Irish haircut, a gentle blowdry, or the fully-cropped Lehman?
In the sausage factory of dodgy lending that has engulfed the western economies over the past decade, what about those original suppliers of raw credit? Almost entirely, the institutions that lent money to the RBSs and HBoSs and Northern Rocks, and the Irish banks, that was then mislent, have got away scot free. But according to this Irish Times article, the IMF and EU might be about to change things with a “bail-in” of such creditors.
In Ireland’s case, German and British banks are the most exposed, the greatest holders of their bonds. Up until now, the senior bondholders have been assured that they are 100 per cent covered. Understandably a population enduring huge cutbacks is beginning to get suspicious.

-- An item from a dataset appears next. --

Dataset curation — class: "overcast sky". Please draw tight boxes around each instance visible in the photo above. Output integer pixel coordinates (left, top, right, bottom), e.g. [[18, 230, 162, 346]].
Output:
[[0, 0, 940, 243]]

Why are these supposedly sophisticated financial investors who handed mountains of cash to Sean Fitzpatrick to lend to Ireland’s property developers immune from the downside risks of capitalism?
The “bailout” of Ireland is clearly going to be helpful to those banks, such as RBS. I put this very point to British Chancellor George Osborne last week. He told me: “UK banks have passed stress tests, and our engagement in this is because we are good neighbours of Ireland and not because of particular UK banks.” He also said that there had been no concerns expressed by the FSA, BoE, or banks themselves, at that point.
Many in Ireland feel the real recipients of “Bond Aid” will be German banks, and that is the motivation behind the ECB’s pressure on Ireland. But that is rather difficult to explain therefore why it was Chancellor Merkel musing on making bondholders pay a price in the future.
So it may be a factor, but the fears over contagion are the real reason. Those fears are being realised now. And it was precisely this strategy that led to the Minsky moment in October 2008 after Lehman Brothers’ collapse. However, the Lehman logic has now gone too far. Mentioning Lehman has become a substitute for thought. The question is how much of a haircut should the senior bondholder take.
I blogged last week about how the Irish government had managed to get this to work with AngloIrish’s junior debt. The hedge funds capitulated. Take the Irish bank senior debt that is currently trading at around 75 cents on the euro, if the haircut negotiated is say 50 per cent, I have been categorically told by a market participant that this will save the Irish people about €10bn. This because only about €20bn of the near half trillion euro Irish banking balance sheet is actually unguaranteed senior debt.
This would be material to the Irish people, in the context of a €15bn fiscal adjustment by 2014. But it’s not much set against what it might do to bank funding costs across Europe. Why would you hold PIGS bank debt in these circumstances? And what about the recapitalisations of the banking systems, even in Greece? The private sector has been tempted back in to underwrite some of the capital raising programmes. This might be put at risk.
The question is: would an aggressive bond haircut/ burden-sharing leave Ireland up or down overall? And the initial answer might be that it could be better for Ireland in isolation, but worse for the Eurozone. And the real answer, is that post-Lehman, no one wants to be responsible for conducting that experiment. It offends natural justice at a time of fiscal pain for ordinary Irish people, but it is the reality. No one knows how close to crop.